I do think that over the next year or so we're going to be seeing more and more studies come out to say, "does it work here?", "Does this type of teletherapy work?", "Does this teletherapy work better than this one?" You know, really understanding the factors associated with effective telehealth. I don't think we're there yet. I think it's starting to come out. Those insights I think will help to drive whether we're going to overuse it or potentially that we're not even using it enough.
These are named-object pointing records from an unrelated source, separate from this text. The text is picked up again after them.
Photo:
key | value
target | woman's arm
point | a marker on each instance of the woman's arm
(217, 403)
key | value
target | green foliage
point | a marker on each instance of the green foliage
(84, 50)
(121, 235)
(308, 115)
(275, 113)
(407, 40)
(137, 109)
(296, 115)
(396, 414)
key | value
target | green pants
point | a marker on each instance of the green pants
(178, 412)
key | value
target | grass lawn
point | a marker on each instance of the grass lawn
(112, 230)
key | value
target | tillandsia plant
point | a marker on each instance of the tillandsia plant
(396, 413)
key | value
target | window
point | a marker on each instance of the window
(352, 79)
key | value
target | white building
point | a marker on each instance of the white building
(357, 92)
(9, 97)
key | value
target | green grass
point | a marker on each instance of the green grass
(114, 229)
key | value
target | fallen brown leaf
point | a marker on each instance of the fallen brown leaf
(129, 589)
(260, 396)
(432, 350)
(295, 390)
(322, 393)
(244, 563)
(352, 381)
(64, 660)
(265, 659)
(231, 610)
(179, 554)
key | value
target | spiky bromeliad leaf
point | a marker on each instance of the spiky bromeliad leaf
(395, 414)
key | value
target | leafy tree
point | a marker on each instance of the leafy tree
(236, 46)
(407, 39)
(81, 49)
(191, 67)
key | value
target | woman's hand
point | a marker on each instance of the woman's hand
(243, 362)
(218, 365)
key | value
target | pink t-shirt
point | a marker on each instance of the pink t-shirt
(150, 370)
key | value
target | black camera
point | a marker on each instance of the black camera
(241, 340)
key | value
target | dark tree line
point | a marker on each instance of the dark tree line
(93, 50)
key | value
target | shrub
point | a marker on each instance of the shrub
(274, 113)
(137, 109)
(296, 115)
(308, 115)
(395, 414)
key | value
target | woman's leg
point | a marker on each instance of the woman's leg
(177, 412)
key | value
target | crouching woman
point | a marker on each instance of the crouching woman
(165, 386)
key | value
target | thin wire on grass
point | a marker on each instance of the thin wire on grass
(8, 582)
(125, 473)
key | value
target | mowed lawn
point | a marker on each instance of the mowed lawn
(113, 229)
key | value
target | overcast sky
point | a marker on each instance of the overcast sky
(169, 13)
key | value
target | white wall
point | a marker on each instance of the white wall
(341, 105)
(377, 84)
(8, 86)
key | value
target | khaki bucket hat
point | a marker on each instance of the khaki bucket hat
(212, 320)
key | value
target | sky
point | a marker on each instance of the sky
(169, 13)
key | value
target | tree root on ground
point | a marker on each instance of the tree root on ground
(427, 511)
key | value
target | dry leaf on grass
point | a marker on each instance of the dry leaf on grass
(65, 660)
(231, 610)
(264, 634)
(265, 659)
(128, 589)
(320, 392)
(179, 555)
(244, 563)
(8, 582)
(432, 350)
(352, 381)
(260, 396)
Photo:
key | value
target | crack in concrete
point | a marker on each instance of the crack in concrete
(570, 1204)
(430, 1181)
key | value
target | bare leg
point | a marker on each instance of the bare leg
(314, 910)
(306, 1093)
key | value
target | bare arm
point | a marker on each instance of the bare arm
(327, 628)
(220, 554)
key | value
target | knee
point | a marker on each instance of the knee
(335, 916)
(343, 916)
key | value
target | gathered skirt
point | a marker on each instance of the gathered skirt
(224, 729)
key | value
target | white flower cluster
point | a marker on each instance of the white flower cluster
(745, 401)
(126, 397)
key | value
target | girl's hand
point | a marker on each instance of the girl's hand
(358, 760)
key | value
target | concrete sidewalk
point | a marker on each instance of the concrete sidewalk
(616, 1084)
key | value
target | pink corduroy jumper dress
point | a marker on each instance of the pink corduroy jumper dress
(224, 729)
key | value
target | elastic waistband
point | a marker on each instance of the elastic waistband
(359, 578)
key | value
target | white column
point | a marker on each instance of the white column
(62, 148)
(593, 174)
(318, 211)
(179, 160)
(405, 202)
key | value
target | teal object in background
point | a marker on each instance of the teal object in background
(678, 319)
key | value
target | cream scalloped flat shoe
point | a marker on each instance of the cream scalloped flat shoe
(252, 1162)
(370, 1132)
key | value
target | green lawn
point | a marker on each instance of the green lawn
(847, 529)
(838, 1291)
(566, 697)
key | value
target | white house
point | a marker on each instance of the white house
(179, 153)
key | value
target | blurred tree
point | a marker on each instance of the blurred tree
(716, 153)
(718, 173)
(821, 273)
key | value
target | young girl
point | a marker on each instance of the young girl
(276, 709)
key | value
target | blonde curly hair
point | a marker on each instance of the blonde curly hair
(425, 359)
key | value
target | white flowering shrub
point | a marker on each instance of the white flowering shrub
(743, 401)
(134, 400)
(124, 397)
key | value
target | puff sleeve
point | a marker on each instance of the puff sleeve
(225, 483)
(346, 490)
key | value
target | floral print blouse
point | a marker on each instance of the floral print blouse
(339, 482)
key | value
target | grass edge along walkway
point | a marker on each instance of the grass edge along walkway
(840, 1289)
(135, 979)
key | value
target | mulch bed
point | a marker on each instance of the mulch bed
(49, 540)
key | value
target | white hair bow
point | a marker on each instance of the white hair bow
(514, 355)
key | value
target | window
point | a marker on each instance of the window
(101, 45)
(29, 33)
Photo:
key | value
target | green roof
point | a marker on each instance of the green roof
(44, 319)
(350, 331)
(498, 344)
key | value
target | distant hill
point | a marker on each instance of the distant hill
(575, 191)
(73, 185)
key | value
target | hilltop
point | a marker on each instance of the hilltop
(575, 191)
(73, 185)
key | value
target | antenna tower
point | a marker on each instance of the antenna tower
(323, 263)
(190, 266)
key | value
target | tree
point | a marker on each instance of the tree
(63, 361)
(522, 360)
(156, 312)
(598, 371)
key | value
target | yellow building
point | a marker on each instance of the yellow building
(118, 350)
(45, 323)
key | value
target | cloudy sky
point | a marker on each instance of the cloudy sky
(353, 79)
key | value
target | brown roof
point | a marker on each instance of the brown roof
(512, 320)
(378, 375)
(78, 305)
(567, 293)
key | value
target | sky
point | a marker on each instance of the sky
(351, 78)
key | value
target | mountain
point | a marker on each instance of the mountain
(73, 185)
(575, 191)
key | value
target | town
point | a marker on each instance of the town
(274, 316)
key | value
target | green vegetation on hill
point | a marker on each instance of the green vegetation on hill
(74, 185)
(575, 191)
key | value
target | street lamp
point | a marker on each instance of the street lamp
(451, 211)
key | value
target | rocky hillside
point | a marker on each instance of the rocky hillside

Q: Has the pandemic-associated decline in utilization perhaps winnowed out some low-value care? If so, any particular tests or services? If not, why?
A: I have seen some papers here that have talked about low-value care really more tied to the overuse of services and procedures and such that maybe don't have a lot of benefit or cause results in patient dissatisfaction when compared to their utility in their benefit. It seems like things such as, potentially, some screenings or diagnostic tests, laboratory test, use of antibiotics, overuse of antibiotics; there are a list of things that I think are being evaluated now that I've seen in New England Journal Health Affairs, a number of these others where we have thought leaders talking about assessing this, but I have not seen results come through yet.
Given that I'm an epidemiologist and not someone who specializes in say managed care or even health economics per se, it's tough for me to answer that question, but I do expect that will be one benefit of this pandemic we likely will find out some of the services we really didn't need and or provided very low utility or marginal benefit. Don't know what those answers are yet. I gave a couple of examples, but those are those are all secondhand from what I've read from the experts in this field.